Snyder made the point, " Crosstalk' is not really a scientific term. It's the injured brain giving out cries for help, such as, Repair me!' or Come in and fill in these gaps!' And stem cells in a way are saying, OK, here I am. Send in some blood vessels to help nurture me.' It's not simply a stem cell cranking out a protein, as it would in gene therapy. That's the biologic take-home point.

"The practical point," he resumed, "is that this is the first real marriage of stem cell biology with material science and tissue engineering. It's a direct paradigm of literally filling in large gaps in the brain by using a scaffold of biomaterial, and layering it with stem cells of that particular organ, or embryonic stem cells, and allowing lost tissue to become reconstituted." (See BioWorld Today, March 14, 2002, p. 1.)

Snyder narrated his in vivo experiment step by step: "We took a large number of mice that were about a week old and tied off their carotid arteries on one side. That eliminated all blood flow unilaterally in the brain. An hour or two after that, while we kept the animals' temperature normal, we put them into chambers that that had a diminished amount of oxygen. Probably only 8 percent - hypoxic low oxygen. You and I are breathing 21 percent oxygen in this room," he noted. "We kept them there for something like 20 minutes. By then we'd created a situation where half the brain is really not getting blood flow, and the entire body is not getting sufficient oxygen.
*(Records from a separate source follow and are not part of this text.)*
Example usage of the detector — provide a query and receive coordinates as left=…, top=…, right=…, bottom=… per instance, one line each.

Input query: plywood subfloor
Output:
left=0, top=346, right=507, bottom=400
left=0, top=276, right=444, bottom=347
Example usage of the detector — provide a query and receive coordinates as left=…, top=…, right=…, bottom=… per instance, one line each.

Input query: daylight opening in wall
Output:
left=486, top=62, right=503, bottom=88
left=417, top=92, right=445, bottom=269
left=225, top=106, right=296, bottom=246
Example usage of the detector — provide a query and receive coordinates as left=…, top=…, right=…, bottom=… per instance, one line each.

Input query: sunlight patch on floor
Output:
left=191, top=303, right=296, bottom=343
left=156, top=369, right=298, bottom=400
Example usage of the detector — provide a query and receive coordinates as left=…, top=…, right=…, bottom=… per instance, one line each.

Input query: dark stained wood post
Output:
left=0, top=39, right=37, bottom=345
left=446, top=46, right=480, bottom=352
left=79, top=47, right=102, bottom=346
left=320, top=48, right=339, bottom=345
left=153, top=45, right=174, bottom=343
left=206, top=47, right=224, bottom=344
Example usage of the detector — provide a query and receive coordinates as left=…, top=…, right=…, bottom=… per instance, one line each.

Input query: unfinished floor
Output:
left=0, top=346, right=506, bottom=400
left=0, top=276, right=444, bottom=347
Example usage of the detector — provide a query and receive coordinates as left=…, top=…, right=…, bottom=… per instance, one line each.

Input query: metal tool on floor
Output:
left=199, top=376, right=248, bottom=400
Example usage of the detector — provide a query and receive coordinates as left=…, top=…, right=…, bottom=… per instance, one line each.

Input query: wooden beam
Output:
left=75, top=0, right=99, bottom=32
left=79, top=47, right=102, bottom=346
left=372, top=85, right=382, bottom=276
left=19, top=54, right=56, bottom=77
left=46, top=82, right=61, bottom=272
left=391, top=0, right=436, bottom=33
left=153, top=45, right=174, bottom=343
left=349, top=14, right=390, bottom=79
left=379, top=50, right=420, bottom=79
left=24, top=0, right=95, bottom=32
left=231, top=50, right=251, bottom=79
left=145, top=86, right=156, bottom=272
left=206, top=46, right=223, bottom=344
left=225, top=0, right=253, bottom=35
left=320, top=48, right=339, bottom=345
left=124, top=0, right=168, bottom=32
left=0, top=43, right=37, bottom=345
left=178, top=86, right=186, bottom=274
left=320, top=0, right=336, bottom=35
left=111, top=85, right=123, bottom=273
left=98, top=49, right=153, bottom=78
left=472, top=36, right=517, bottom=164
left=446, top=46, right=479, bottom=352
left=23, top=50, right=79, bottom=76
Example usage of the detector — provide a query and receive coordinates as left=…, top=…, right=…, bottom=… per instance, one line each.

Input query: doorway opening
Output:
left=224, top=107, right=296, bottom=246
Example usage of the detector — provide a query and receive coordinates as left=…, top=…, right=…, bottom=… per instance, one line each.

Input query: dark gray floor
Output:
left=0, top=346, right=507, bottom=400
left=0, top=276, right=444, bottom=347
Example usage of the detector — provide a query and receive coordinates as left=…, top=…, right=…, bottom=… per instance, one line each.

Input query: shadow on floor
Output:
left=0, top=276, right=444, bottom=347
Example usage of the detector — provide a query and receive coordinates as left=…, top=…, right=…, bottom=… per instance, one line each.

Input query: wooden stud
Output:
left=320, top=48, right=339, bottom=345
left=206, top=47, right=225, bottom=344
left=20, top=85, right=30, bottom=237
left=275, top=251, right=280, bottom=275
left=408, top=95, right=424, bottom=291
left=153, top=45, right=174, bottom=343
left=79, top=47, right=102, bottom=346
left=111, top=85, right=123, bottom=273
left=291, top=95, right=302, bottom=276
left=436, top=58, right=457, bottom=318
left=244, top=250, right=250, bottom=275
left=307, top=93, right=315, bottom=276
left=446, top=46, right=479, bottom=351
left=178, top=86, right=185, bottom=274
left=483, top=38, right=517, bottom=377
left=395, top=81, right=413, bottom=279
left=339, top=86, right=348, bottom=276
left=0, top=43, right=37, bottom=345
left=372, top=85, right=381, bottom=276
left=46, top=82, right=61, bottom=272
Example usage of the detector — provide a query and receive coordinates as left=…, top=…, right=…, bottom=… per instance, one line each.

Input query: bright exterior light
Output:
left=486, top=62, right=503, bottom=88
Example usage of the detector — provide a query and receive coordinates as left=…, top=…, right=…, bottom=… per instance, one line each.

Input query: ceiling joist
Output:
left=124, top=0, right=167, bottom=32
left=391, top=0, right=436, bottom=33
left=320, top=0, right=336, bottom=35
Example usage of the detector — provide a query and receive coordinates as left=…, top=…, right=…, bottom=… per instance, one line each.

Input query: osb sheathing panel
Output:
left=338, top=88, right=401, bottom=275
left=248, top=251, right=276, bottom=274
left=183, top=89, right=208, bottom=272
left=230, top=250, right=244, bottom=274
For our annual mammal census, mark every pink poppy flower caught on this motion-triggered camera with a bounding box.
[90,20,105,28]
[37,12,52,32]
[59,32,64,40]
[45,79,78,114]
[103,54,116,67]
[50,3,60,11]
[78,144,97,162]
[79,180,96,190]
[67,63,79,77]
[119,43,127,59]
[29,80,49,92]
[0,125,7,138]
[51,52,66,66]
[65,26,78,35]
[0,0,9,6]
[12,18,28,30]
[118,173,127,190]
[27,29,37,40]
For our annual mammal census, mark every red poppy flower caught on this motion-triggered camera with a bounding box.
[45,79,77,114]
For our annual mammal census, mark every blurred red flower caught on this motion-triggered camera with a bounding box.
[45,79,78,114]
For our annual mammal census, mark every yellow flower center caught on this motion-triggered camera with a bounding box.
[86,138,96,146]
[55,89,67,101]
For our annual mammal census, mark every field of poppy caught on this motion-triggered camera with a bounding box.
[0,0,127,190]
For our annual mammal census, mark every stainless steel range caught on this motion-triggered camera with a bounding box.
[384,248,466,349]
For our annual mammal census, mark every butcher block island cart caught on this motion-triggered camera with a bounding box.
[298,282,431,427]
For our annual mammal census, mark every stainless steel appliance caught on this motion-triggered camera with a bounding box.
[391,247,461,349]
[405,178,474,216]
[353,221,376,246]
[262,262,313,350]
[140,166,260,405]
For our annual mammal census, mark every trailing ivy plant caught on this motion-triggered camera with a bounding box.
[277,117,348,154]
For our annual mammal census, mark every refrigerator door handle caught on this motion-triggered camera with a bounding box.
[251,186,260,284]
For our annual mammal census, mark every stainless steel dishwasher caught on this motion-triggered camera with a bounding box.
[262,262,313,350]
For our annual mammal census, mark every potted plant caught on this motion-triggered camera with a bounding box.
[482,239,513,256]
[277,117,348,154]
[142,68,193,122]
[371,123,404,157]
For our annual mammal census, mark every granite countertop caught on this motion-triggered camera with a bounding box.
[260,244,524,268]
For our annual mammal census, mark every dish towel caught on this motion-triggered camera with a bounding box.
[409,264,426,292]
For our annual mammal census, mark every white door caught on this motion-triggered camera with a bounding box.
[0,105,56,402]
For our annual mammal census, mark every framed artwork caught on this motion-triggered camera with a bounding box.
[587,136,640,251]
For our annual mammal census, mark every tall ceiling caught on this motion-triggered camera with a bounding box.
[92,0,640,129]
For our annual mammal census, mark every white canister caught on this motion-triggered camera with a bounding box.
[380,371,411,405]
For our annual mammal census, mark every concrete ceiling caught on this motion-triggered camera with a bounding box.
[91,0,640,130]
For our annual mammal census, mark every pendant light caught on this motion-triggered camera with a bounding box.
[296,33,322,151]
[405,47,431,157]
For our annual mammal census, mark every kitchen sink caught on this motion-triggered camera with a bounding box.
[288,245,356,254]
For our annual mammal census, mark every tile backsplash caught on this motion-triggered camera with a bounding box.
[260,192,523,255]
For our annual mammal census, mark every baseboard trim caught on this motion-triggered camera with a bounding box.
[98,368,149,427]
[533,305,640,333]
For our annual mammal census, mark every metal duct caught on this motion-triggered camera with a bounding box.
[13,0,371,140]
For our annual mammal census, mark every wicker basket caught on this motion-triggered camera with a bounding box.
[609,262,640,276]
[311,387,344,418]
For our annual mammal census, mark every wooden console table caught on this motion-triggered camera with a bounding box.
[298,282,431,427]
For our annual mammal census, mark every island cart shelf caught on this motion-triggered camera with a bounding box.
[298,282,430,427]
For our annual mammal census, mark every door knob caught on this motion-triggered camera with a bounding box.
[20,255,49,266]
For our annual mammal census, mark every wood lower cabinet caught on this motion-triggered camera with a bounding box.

It's a very classic stereotypical model for following the extent of injury. You get very devastating cell loss, cell dysfunction, on one half of the brain.

"To follow the fate of the lesions," Snyder added, "we sacrificed the animals, took out their brains, and looked under the microscope at various time points. Also, obviously, we had controls. We always had at least two groups of mice for any time point we were looking at. One group got the same injury but no intervention; the other group the exact same injury, in the exact same time, that had received the treatment. We presumed that had we not done what we did, the brain would look exactly like what the control brains looked like."

Patient Trials Envisioned In Five Years

"To introduce the scaffold into the empty brain cavity," Snyder said, "first we placed it in a tissue-culture dish, dropped stem cells on top of it, and let it grow in the dish for three or four days. Then we stuck this combination of scaffold and stem cells into a hole in the skull of the area where the damage would be in the animal's brain."

Snyder foresees that in five years or so he and his team will be ready for clinical trials.

"As a thought experiment," he mused," I would envision that a kid or an adult has some kind of an injury - say a stroke, and comes into the emergency room. He then gets a very complex imaging study that shows not only anatomy but also blood flow, metabolic function, whether cells are alive or dead.

"Then if one finds that there's a large area of cell death, this kid or adult, maybe within the first month of the injury, would end up going to the operating room. There that person would receive stem cells, perhaps layered upon this prepared, impregnated scaffold, and implanted into the damaged area."